L'introduzione dell’Osservatorio
Durante la prima parte dell’evento, l’Osservatorio ha definito le caratteristiche e gli elementi fondamentali dell’Employee Experience, presentando alcuni dati di Ricerca e modelli da fonti internazionali. L’Employee Experience, l’esperienza che l’organizzazione offre ai suoi collaboratori, è composta da tutte quelle interazioni e relazioni che si sostanziano lungo tre momenti continui e permeabili tra loro: l’Employer Branding, le azioni con cui l’organizzazione si presenta a collaboratori e potenziali candidati, in qualità di “datore di lavoro”; l’Organizational Environment, ossia l’ambiente culturale, fisico e digitale che le persone vivono una volta entrate nell’organizzazione; l’Employee Journey, il cuore dell’esperienza, con i suoi “momenti che contano”, spesso coincidenti con processi e servizi presidiati dalla Direzione HR. L’Employee Experience non ha sempre avuto la stessa rilevanza nel corso del tempo. Per raccontarne l’evoluzione, l’Osservatorio ha rielaborato un modello di Jacob Morgan basato su quattro tappe storiche. La prima, dagli anni 20 agli anni 50, è quella dell’utility: l’esperienza dei collaboratori si compone esclusivamente dei mezzi e degli strumenti messi a disposizione dall’organizzazione e funzionali alla conduzione del loro lavoro. Dalla metà del secolo, con lo sviluppo dei sistemi industriali di automazione, il focus diventa la productivity e le organizzazioni iniziano a concentrarsi su “efficienza”, “ottimizzazione” e “ripetibilità”. Negli anni 90, i grandi studi di psicologia del lavoro inaugurano la fase dell’engagement: le organizzazioni puntano al coinvolgimento e alla motivazione delle loro persone, in maniera comunque strumentale al miglioramento della prestazione lavorativa. Dal 2020 e con l’arrivo della pandemia l’attenzione si sposta verso l’experience a 360 gradi che l’organizzazione offre ai collaboratori, intercettando nuovi bisogni, aspettative e interessi. Cultura, ambienti fisici e tecnologie ne sono i tre elementi essenziali, costruiti con l’obiettivo di far star bene le persone e accendere in loro un nuovo purpose. Quali caratteristiche devono possedere questi tre elementi?
Spazi fisici
Inclusivi e connessi: valorizzanti rispetto alle caratteristiche distintive delle persone e, contemporaneamente, aperti a città e territorio. Confortevoli, privi di barriere architettoniche, collegati alle infrastrutture del territorio e facilmente accessibili da tutti.
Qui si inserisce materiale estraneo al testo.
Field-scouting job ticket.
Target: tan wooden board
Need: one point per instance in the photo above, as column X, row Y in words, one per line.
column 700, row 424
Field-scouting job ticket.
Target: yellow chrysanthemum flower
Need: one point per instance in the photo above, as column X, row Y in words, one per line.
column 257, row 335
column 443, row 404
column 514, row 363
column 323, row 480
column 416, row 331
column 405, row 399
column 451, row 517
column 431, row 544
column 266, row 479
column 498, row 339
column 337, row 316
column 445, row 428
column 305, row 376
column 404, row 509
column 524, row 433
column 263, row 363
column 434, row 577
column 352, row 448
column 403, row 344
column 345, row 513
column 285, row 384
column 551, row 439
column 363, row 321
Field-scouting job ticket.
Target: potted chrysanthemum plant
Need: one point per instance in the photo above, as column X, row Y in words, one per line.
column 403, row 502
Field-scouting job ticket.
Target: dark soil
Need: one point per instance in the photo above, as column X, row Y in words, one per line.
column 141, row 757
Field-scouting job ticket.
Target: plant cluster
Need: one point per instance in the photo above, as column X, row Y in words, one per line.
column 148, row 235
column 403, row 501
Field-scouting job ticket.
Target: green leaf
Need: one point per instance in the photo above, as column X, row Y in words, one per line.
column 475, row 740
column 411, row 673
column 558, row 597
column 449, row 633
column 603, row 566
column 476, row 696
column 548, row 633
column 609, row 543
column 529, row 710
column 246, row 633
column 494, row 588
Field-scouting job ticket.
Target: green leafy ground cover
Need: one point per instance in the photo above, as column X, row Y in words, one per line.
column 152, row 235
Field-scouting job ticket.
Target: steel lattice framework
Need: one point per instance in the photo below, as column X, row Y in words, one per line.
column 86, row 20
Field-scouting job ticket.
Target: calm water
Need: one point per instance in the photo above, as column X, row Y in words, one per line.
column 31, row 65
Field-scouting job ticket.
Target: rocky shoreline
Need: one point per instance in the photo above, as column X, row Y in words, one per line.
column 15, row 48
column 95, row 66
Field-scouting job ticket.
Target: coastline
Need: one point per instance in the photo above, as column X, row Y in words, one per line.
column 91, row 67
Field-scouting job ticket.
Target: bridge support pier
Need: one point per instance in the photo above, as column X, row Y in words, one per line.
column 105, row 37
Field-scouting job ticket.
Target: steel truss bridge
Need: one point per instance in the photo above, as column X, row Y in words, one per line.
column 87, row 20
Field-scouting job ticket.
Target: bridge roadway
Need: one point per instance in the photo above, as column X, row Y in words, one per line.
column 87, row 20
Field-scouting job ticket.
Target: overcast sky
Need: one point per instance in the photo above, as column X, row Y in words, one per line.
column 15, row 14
Flessibili e riconfigurabili: adeguati rispetto alle nuove modalità di lavoro ibride, in linea rispetto alle esigenze presenti e future, di organizzazioni e persone.
Identitari: in grado di trasmettere a chi li vive i valori, la cultura e l’identità dell’organizzazione, in cui alle persone piaccia identificarsi.
Intelligenti: su misura rispetto alle diverse attività lavorative, per favorire la collaborazione, attivare la socializzazione, conciliare la concentrazione, stimolare la creatività.
Dalla Ricerca dell’Osservatorio Smart Working emerge che solo percentuali molto limitate del campione hanno a disposizione spazi con queste caratteristiche. Meno del 20% dispone di luoghi fisici di lavoro flessibili e riconfigurabili, meno del 15% aree dedicate alla socializzazione e al relax, solo il 12% ha postazioni libere, non assegnate. L’apertura verso il territorio (es. con la gestione di hub esterni in logica coworking) e spazi dotati di tecnologie avanzate (es. nelle sale riunioni) sono caratteristiche ancora meno diffuse.
Tecnologie
Accessibili e semplici: user friendly e pensate per essere utilizzate da tutti, anche da coloro che non dispongono di competenze specifiche e tecniche in ambito digitale.
Accattivanti e “consumer”: attrattive, coinvolgenti e simili alle tecnologie che le persone utilizzano nella loro vita quotidiana, in qualità di consumatori e fruitori di servizi.
Personalizzabili: rispondenti ai bisogni reali e alle preferenze di utilizzo delle persone.
Ad oggi, di quali tecnologie dispongono le persone per gestire il loro lavoro quotidiano? La Ricerca dell’Osservatorio Smart Working evidenzia che tra i sistemi attualmente più diffusi, troviamo i software a supporto della collaborazione, per la conservazione e la condivisione documentale e per l’attivazione delle video conferenze. Meno presenti, invece, le applicazioni di project management per la gestione delle diverse attività, gli assistenti virtuali/ chatbot in grado di fornire consigli all’operatore e le applicazioni di Realtà Virtuale/ Aumentata. È interessante notare, poi, che buona parte del campione, nonostante disponga di questi sistemi, non li utilizza.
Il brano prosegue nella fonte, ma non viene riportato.